A new report has accused Australia of abandoning hundreds of refugees and asylum seekers in Papua New Guinea and leaving them in a situation that resembles punishment rather than protection.
Amnesty International documents how refugees and asylum seekers were evicted from the Manus Island detention centre in November and moved to newer but inadequate facilities where it says violence from the local community remains a constant threat.
The author of the report Kate Schuetze said the new centres are not only a safety risk, but they are also without basic services.
The research was based on interviews with 55 refugees and asylum seekers.
Many refugees told Amnesty International they were afraid to leave the centres, as several refugees had been attacked in recent years and police had refused to act.
Amnesty said the refugees are caught in a hostile situation, where there have been repeated roadblocks by a landowner, disputes between service providers and local residents protesting.
Police have also advised them to return to their accommodation by six each night for security reasons.
Amnesty International said the trauma of the situation has taken a toll, with 88 percent of refugees suffering from depression or post-traumatic stress disorder.
Despite this, the new centres are only served by one small medical clinic and a public hospital, which Amnesty says is far from adequate to meet the mens' needs.
The report said PNG authorities have also failed to provide regular information about claims for refugee status, access to identity and travel documents, or the ability to obtain work long-term.

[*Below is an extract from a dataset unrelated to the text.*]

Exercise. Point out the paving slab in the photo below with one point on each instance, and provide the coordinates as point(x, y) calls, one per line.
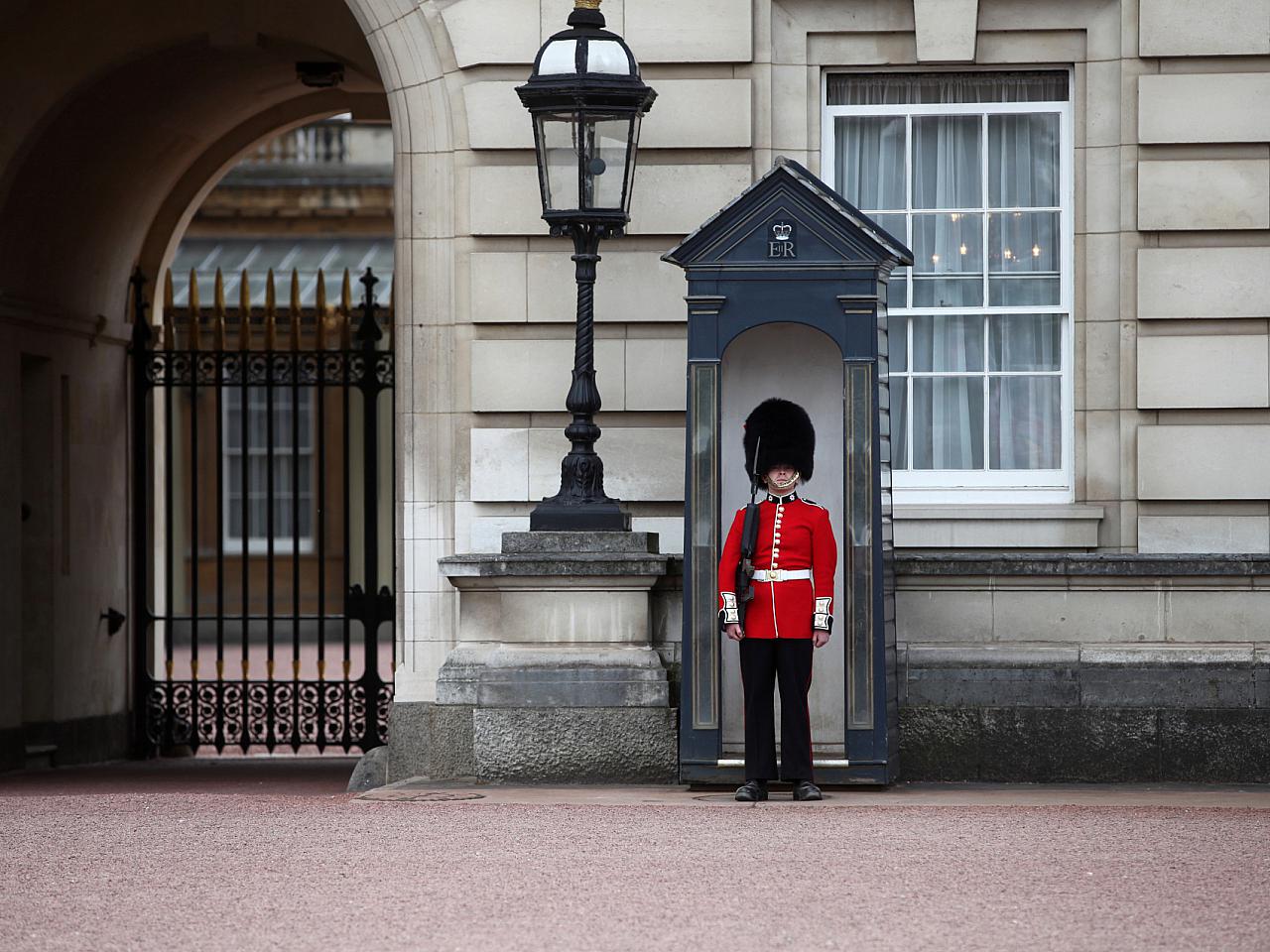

It says settlement in PNG has proven near difficult for refugees who have attempted it, given the difficulties of earning a living and the constant threat of violence.
Amnesty International said after nearly five years, the Australian Government has provided no viable or sustainable options for the refugees it forcibly transferred to PNG.
Although the agency does acknowledge around 83 have been accepted for resettlement in the United States, but this is a lengthy and arbitrary process that is not open to everyone.